The last group was defined as the migraine control group, that is

The last group was defined as the migraine control group, that is, a control group consisting of women with migraine who had not reported any triptan use during pregnancy. These subsets were created using

answers to questions regarding both triptan use and migraine in both GS-1101 research buy questionnaires 1 and 2 as long as the name of the triptan and the timing of either triptan use or migraine was specified. The pregnancy outcome of the exposed subgroups was compared with women who did not report any use of triptans at all. This group of women was defined as the nonmigraine control group.
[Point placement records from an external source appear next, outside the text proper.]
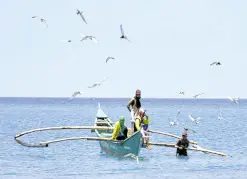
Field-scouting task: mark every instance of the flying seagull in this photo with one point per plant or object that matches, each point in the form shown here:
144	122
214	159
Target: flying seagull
215	63
122	33
182	92
196	120
234	100
78	12
175	122
42	20
195	96
109	58
89	38
98	83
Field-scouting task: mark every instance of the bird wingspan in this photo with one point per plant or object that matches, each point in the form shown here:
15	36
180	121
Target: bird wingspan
83	18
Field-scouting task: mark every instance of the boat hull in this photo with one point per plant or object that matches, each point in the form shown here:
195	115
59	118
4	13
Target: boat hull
130	146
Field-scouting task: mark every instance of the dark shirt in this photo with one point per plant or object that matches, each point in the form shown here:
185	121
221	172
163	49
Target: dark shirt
182	143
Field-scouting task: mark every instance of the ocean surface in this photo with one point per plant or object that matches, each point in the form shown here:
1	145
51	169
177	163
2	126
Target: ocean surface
84	159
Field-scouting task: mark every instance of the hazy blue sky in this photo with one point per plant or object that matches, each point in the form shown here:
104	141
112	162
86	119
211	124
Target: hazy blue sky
173	44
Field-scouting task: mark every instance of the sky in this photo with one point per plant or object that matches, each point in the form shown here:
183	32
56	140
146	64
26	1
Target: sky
172	46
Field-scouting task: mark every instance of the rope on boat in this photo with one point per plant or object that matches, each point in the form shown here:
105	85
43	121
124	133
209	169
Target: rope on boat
171	135
196	148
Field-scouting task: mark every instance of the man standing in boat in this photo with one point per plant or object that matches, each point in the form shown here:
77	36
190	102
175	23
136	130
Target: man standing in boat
141	124
120	130
133	106
182	145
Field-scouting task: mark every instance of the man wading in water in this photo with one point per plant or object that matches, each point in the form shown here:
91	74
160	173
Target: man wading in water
133	106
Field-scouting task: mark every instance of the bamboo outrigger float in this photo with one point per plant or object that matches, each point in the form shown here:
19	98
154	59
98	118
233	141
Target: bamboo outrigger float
103	128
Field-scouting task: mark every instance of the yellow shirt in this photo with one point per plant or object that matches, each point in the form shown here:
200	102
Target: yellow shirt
116	130
146	120
138	123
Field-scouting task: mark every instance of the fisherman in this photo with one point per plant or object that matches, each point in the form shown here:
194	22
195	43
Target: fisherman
120	130
133	106
141	124
182	145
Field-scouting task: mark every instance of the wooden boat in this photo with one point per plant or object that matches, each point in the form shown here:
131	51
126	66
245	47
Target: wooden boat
128	147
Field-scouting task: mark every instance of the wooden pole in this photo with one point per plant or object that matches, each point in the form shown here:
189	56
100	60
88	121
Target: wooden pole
63	127
77	138
45	144
171	135
190	148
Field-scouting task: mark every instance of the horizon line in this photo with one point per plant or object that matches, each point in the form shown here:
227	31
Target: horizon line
86	97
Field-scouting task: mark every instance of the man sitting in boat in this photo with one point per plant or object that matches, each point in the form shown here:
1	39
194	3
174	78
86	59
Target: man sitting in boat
120	130
133	106
182	144
141	123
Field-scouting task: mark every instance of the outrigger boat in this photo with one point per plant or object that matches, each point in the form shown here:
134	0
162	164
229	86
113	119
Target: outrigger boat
103	127
128	147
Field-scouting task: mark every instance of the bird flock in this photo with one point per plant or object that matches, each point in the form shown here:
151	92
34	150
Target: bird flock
83	39
174	121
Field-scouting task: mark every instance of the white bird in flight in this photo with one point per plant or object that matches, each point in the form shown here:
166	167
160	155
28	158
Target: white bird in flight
98	83
78	12
196	120
215	63
175	122
122	33
89	38
234	100
42	20
182	92
109	58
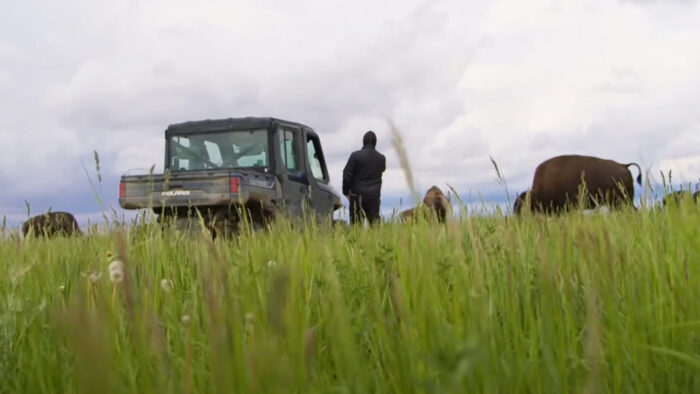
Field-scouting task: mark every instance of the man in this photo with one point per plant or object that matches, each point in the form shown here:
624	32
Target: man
362	180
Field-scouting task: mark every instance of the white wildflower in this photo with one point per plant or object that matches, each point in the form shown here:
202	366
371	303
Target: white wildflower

Drug therapy was classified and grouped according to the Anatomical Therapeutic Chemical Classification System developed by the World Health Organization.25 Outcome Variables.— The outcome variables were retrieved from the Medical Birth Registry of Norway and included primary outcome variables consisting of congenital malformations (yes/no) and other adverse pregnancy outcome variables consisting of survival (live birth, miscarriage/stillbirth, perinatal death, death during the first 12 months of life) (yes/no), birth weight <2500 g (yes/no), gestational age Protease Inhibitor Library <37 weeks (yes/no), Apgar scores <7 at 1 and 5 minutes (yes/no), atonic uterus (yes/no), prolonged labor (yes/no), and perinatal and/or postpartum blood loss >500 mL (yes/no). Possible Confounding Factors.— Possible confounding factors including

maternal sociodemographic and medical characteristics are categorized as shown in Tables 2 and 3, and those including maternal health and pregnancy complications are categorized as shown in Table 4. Statistical Analysis.— Individual logistic regression analyses were used to identify significant associations between triptan therapy, possible confounding factors and pregnancy outcomes. Different potential confounding GNA12 factors were chosen for each pregnancy outcome depending on clinical plausibility,

statistical significance, and the size of the outcome event rates. Confounding factors which were to be controlled for in the logistic regression analyses were chosen on the basis of theoretical clinical significance and initial Pearson’s χ2 analyses where the P value was <.25. During preliminary logistic regression analyses, potential confounding variables with a P value of >.5 were removed one by one excluding those instances where the coefficient change of the exposure variable was greater than 20%. The final logistic regression models for pregnancy outcomes were restricted to include statistically significant variables and clinically plausible interactions. The threshold for retaining these variables in the final logistic regression model was P < .05. Possible multicollinearity among the independent variables was identified using multiple regression analysis. The tolerance values for multicollinearity were set at >.5. Hosmer and Lemeshow goodness-of-fit tests >.